Last but not least, the electrical and engineering sector linked to power generation and transmission is expected to face a strong and growing demand in coming years. However, this sector has been targeted only as a third priority sector mostly based on the competition which is already present from technology sourced from other Asian countries, such as Japan, Korea, Taiwan and more importantly China, which appears to be a main trading partner for Pakistan as well as a potential investor in this sector.

Other sectors

Other sectors have been identified as worthy of consideration by foreign investors, but are more limited in size. The following niche sectors have been identified:

Surgical instruments

This sector exports 95% of its production, mostly to the USA and the EU. It represents a turnover of about USD 150 million per annum and consists mostly of metal instruments. This industry is concentrated in Sialkot, north of Lahore, making it one of the significant clusters for such production worldwide. The technique is mostly based on forging and metal finishing for which cooperation with European firm with the proper know how might be required.

Marble production

Marble is used extensively by the domestic construction industry, and part of the production is exported, mostly to the Middle East. Mining and production sites are spread more or less over the North and East of the country. The production represents about USD 25 million per annum. The main drawback of this industry is the absence of sophisticated techniques: mining through explosives which do not allow the production of large slabs of marble and implies important wastage. The industry is definitely interested in acquiring know-how, as well as the proper slicing equipment to improve the quality of its products. The main drawback for a foreign investor would be to find the right partner in an industry which is made up of a number of small enterprises.

Gems and jewellery

This sector, based on vast resources of rough semi precious stones is still in the infant stages. The official export of rough stones represents about USD 5 million per annum, while no stones are cut locally yet. The government is trying to develop a stone cutting industry and has created three training institutes.

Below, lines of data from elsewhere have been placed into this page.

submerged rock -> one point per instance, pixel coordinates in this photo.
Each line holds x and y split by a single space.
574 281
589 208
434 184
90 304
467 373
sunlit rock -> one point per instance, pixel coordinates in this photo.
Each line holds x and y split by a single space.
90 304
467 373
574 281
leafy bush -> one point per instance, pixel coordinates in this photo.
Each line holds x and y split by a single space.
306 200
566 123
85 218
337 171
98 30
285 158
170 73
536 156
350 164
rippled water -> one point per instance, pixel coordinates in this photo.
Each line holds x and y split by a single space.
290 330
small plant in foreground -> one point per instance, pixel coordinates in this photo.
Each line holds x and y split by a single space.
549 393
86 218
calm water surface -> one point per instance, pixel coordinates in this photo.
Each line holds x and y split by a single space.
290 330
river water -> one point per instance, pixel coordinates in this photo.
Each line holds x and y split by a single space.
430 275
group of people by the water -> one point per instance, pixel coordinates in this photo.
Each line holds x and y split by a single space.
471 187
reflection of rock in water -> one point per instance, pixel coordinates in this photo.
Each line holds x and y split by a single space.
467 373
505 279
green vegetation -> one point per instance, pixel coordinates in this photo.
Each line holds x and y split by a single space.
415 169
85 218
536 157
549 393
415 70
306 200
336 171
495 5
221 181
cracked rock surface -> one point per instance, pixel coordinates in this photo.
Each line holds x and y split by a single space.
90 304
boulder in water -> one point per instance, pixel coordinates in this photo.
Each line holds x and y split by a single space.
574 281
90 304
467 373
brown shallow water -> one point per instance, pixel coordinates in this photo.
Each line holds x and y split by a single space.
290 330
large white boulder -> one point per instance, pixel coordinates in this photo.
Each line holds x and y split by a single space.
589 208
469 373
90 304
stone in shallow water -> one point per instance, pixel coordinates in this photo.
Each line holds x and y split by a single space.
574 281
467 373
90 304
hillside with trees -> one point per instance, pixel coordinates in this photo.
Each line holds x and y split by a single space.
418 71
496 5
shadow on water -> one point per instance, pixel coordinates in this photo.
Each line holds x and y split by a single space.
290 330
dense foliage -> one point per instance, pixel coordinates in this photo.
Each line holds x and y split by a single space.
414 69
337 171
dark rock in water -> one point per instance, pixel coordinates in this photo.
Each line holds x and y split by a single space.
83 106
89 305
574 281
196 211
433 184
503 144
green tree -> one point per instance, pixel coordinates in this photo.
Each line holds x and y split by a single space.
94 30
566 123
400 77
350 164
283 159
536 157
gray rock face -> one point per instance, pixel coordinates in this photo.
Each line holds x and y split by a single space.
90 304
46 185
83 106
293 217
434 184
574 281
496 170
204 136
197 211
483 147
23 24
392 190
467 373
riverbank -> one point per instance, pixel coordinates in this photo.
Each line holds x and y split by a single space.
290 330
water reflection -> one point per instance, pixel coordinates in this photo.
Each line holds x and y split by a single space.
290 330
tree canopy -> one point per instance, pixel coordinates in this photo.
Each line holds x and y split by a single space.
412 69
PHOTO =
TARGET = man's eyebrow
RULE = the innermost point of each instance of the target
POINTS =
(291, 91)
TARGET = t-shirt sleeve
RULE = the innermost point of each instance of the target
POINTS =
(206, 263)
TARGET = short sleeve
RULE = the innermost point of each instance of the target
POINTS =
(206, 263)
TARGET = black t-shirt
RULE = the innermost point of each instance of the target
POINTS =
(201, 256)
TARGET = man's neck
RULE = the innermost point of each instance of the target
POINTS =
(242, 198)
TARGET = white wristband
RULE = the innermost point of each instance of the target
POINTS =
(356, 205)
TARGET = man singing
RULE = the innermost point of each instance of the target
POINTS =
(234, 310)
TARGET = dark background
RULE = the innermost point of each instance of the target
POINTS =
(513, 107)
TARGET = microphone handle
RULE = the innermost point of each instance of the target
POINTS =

IT (call centres, service centres, software development, etc.)

It may be surprising that this sector has so far not been developed in Pakistan, especially when compared to its large neighbour India. At present there is no such industry in Pakistan, despite the opening of a few call centres by financial institutions or some overseas Pakistanis from the USA. Also, some incubators have projects in the animated video games sector. However, the government has recently launched initiatives to promote the industry, through the development of IT education and training.